CBD for Calm Before Bed
CBD (cannabidiol), a compound derived from the cannabis plant, has gained popularity as a potential treatment for insomnia. Some individuals have reported improved sleep after using CBD, attributing its effects to its purported calming and anxiety-reducing properties. 

Finding the Right Combination for You

Returning to C.B.T.-I., its approach is multi-faceted. While it involves strategies to address behaviors that hinder sleep, such as daytime naps or screen usage before bedtime, and replaces them with more effective habits, it also aims to tackle anxieties and negative perceptions about sleep. Frequently, insomnia fosters a sense that sleep has become "unpredictable and fragmented," states Dr. Prather. "Individuals grappling with chronic insomnia often ponder 'How will I manage to sleep tonight?'"

C.B.T.-I. imparts various relaxation techniques, like deep breathing and mindfulness meditation, and aids patients in developing realistic expectations concerning their sleep patterns. It's crucial for those with insomnia to view their bed as a place of restful slumber rather than associating it with restlessness. Individuals undergoing C.B.T.-I. are advised to leave their bed if they remain awake for about 20 to 30 minutes and engage in a quiet activity with subdued lighting, devoid of the iPhone.  Additionally, they are encouraged to remain in bed only while drowsy or asleep.  In another words, dont force it. Dr. Harris highlights that C.B.T.-I. leads to more consolidated sleep and reduced time taken to fall asleep, which proves highly advantageous for many.

Find a Provider

It's recommended to consult a healthcare professional to rule out potential physical or psychological causes before finalizing a therapist. To locate a suitable provider, one can seek out members of the Society of Behavioral Sleep Medicine or utilize resources like the Penn International CBT-I Provider Directory. A primary care physician might also offer referrals. 

However, caution is advised when using general online therapist directories, as Dr. Harris warns against individuals claiming to offer insomnia treatment without specific C.B.T.-I. Training.  Be careful with outlandish claims. Typically, the good clinics will have a long waiting list so get on the list early if you can.  

For those willing to embark on a self-directed journey, clinical trials have demonstrated that online C.B.T.-I. programs are as effective as face-to-face counseling. Various low-cost or free resources are available to teach individuals the core principles of C.B.T.-I. 

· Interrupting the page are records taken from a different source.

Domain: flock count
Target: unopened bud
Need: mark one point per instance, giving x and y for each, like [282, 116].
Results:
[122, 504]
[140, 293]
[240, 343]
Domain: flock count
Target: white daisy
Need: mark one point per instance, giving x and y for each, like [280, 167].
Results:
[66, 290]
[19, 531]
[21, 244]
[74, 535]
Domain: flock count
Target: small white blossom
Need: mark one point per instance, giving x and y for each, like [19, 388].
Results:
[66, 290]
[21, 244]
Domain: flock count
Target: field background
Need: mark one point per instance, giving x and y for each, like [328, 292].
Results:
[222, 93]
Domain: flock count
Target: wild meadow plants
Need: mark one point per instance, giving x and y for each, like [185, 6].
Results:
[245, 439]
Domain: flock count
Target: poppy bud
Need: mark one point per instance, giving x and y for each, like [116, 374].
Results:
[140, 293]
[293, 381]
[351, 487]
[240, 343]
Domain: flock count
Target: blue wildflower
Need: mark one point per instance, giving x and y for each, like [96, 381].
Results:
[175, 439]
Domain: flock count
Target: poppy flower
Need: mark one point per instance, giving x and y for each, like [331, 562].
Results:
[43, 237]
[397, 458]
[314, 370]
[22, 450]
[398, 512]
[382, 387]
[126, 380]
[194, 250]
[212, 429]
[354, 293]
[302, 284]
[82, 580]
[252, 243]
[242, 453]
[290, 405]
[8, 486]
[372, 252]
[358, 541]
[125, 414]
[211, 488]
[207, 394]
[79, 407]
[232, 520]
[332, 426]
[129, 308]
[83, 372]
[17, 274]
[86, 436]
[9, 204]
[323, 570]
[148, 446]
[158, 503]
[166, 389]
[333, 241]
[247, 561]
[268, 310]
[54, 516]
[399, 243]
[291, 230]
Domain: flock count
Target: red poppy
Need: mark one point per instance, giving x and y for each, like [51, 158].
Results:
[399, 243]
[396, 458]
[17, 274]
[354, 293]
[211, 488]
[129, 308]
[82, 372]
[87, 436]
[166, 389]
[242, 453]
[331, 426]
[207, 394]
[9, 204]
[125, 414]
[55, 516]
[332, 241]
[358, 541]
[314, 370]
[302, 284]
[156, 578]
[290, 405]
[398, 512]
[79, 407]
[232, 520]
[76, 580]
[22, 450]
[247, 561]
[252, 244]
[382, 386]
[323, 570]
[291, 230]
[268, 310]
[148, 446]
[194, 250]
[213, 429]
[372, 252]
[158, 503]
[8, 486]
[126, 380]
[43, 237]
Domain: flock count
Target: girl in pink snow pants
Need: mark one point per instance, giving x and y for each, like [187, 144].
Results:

One such option is the Conquering Insomnia program, which spans five weeks and ranges in price. Insomnia Coach, a free app developed by the U.S. Department of Veterans Affairs, offers a guided training plan, sleep tracking, tips, and a sleep diary. The Sleepio app, recommended by Dr. Harris, is another reliable choice. Additionally, the A.A.S.M. and National Institutes of Health offer free online resources, including sleep diaries and guides to healthy sleep.